Newly released footage of interrogations and 911 calls show the behind-scene logic of a murder that shocked Arizona last year.
In the newly released material, Blessing told the policeman that she was upset about Thomas’s plan to send her to an assisted living facility.
“I didn’t want to go to a nursing home and he would promise me I never would have to,” said Blessing in the footage obtained by ABC.
Her anger towards how Thomas and Julie—his girlfriend who also lived at the home—treated was revealed to be another motive behind the murder. Blessing claimed that both had been mean and had not cared for her.
During her arrest, Blessing said, “You ended my life, so I’m taking yours,” according to Maricopa County Sheriff’s Office.
“I backed up and I pulled the trigger, and it broke the mirror and I don’t know what I did. Then Tom was going to come at me again so I pulled the trigger ... I’m sure the second round hit him.”
After shooting Thomas, Blessing then pointed the gun at Julie. The two struggled over the revolver before Julie threw it away.

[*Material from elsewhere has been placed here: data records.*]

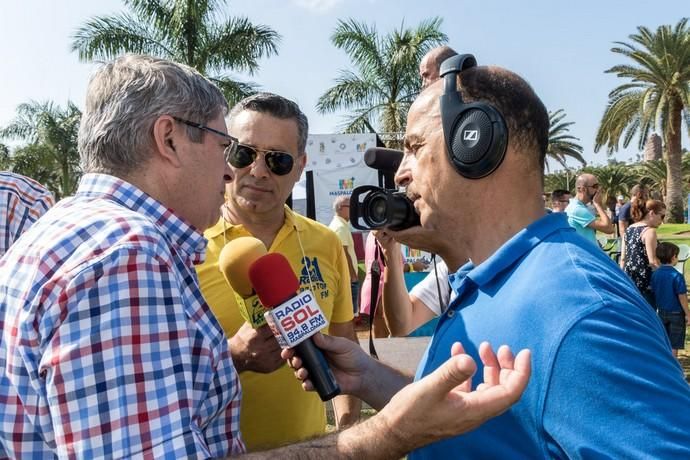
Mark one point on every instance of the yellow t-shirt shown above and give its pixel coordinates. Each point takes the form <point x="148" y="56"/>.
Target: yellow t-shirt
<point x="275" y="409"/>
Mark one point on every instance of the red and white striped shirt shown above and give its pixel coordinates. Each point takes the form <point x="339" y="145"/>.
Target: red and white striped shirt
<point x="22" y="202"/>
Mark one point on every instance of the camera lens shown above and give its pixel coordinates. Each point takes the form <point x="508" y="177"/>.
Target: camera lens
<point x="379" y="208"/>
<point x="376" y="209"/>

Julie then managed to call 911. In a recording of the call, Julie could be heard screaming harshly, “Help me! Help! She’s going to shoot me! She’s going to shoot me!”
According to Julie’s confession, Blessing pulled out her second gun, but she never used it.
“Then, I went to my bed and sat in the chair and waited for police to come,” confessed Blessing.
In the interrogation, Blessing confessed many times that she killed Thomas.
“I killed my own son. He was coming at me, so I fired the gun,” she said.
Blessing did not show remorse throughout an 11-hour interrogation with police. “Right now, I’m so damn tired, I don’t know,” she said. “I probably ought to be put to sleep.”
“What can I do for society?” she finally asked out loud to the detective. “I killed my son—the person I brought into this world.”
“All I want to do is get her out of that jail where she can have her dignity back and get medication she needs so she can rest in peace,” Barbara said. “She doesn’t deserve to be treated like this, she’s not well, she’s very ill.”
According to Sheriff Paul Penzone, deputies had responded to four or five calls at the Fountain Hills home before the tragedy happened.
Barbara had also told ABC15 that her father had requested that the police take Blessing’s guns away, but the answer was reportedly that she had a right to hold arms.